Il suo nome potrebbe non essere tanto conosciuto eppure tutti almeno una volta hanno visto i lavori di Gianluigi Toccafondo, artista e disegnatore sammarinese che nella sua produzione di corti annovera anche la sigla della Fandango. Ed è proprio grazie al fondatore della Fandango, Domenico Procacci, che Toccafondo riesce a realizzare alcune pellicole come regista.
La collaborazione, fruttuosa per entrambi, inizia nel ’96-97, quando Fandango sta coproducendo Una vita al rovescio, del regista svizzero Rolando Colla. Per la pellicola servivano delle animazioni da utilizzare nelle scene oniriche e venne fuori il nome di Toccafondo. Il film andò male e l’unica cosa che rimase di quell’esperienza negativa fu il rapporto di collaborazione tra Toccafondo e la Fandango.

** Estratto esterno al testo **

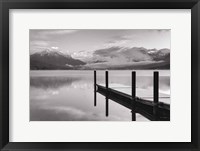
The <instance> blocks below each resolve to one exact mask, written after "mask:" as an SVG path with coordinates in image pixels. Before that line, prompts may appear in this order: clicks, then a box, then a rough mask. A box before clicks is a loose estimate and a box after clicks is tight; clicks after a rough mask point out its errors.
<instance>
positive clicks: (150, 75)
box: [30, 70, 170, 121]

Di lì a poco infatti l’artista inventò per la casa di produzione un codino da mettere in testa a tutte le pellicole: una sigla di 9 secondi in cui i piedi di due ballerini volano sui colori accompagnati da un ritmo da balera. Poi, nel ’99, iniziò a confezionare le copertine dei libri editi dalla neonata casa editrice Fandango.
Una collaborazione che si è rivelata estremamente fortunata per entrambe le parti, come precisano gli stessi Procacci e Toccafondo durante una serata in onore dell’artista, tenutasi all’Accademia di Francia di Roma. Un rapporto quasi simbiotico tanto che Procacci, scherzando, ammette di essere pronto a cessare completamente ogni tipo di attività nel momento in cui l’artista volesse concludere quest’avventura. E le battute non finiscono qua: Toccafondo rincara la dose e racconta che l’idea della sigla per la Fandango nasce dall’amore di Procacci per l’omonimo film, ma soprattutto dalle sue velleità di ballerino: “Quando la inventai, Domenico aveva appena ricevuto una grossa delusione. Era arrivato in una finale di Rock and Roll acrobatico ma la sua compagna si fece male e vennero squalificati. Ho cercato di vendicare la sua disfatta”.

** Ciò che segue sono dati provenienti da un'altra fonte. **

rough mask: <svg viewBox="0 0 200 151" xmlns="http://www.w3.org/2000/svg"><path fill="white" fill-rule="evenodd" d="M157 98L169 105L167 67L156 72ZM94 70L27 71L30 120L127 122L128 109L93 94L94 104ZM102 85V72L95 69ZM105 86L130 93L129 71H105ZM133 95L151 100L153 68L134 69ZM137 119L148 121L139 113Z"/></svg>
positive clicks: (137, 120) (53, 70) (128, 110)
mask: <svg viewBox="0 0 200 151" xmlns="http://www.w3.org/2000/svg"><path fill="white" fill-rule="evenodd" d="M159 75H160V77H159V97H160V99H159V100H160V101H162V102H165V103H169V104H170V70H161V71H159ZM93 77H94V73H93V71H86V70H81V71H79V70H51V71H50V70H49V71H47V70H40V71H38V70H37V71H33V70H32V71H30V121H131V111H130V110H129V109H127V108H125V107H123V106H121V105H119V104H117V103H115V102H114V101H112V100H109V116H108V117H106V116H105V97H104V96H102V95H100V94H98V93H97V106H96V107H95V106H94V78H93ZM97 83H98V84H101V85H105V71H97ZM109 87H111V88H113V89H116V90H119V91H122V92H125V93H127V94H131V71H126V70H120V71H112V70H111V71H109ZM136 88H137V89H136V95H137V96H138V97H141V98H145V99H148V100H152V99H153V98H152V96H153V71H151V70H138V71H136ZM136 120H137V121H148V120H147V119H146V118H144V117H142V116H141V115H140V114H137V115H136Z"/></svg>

Nonostante le apparenze goliardiche, il lavoro di Toccafondo è serissimo. Insieme alla produzione di corti che va dal 1989 al 2004 tra cui spiccano l’omaggio a Pier Paolo Pasolini con Essere morti o essere vivi è la stessa cosa e la storia noir La piccola Russia, vanno annoverate anche la sigla della Biennale di Venezia 1999, quella per la Cineteca di Bologna, ma anche la campagna pubblicitaria della Sambuca Molinari e la sigla del programma satirico “Tunnel”.
Come mai da pittore è diventato anche regista?
Ho sempre visto i disegni cambiare, prendere vita, fin da piccolo quando osservavo mio padre che lavorava. Era ceramista.
Il maiale, i ritmi da balera e i numeri sono elementi che ricorrono spesso nei suoi lavori, perché?
Sono quasi sempre legati alle mie origini, una vita spesa tra l’Emilia Romagna e le Marche. Il maiale è un animale che mi è sempre piaciuto molto. Una bomba rosa. La musica è quella tipica delle mie parti, mentre i numeri sono stati dapprima un caso, sbagliai inquadratura, poi capii che potevano diventare un elemento ansiogeno e li ho riutilizzati nel tempo.
Come le è venuta l’idea di allungare le figure?
Lavorando su delle foto di Buster Keaton. Prendevo dei piani americani o dei primi piani e aggiungevo arti che mancavano e altri particolari.
Ha mai pensato a lavorare con i bambini?
Sì certo. In passato sono anche stato insegnante all’Istituto d’Arte di Urbino. Ma se fai il docente non puoi dedicarti a nient’altro. A fare illustrazioni per libri invece non ci penso proprio. Detesto l’attuale mercato editoriale per i piccoli. Ai bambini dovresti parlare di cose drammatiche, adorano i mostri… Invece tutto quello che gira sono libri rosa con i pupazzetti: ovvero libri che danno un alibi ai genitori per leggerseli.
Su cosa preferisce lavorare: sigle, corti o magari futuri lungometraggi?
Le sigle sono sempre una bella esperienza perché quando me le commissionano di solito mi danno anche delle idee, materiale da seguire e soprattutto persone con cui collaborare. Ai corti sono affezionato perché per realizzarli ci ho messo molto: all’inizio le gallerie milanesi non ne volevano sapere. Ai film non ci penso proprio. In 15 anni di attività ho girato 40 minuti. Magari tra altri 15 riesco a fare di più.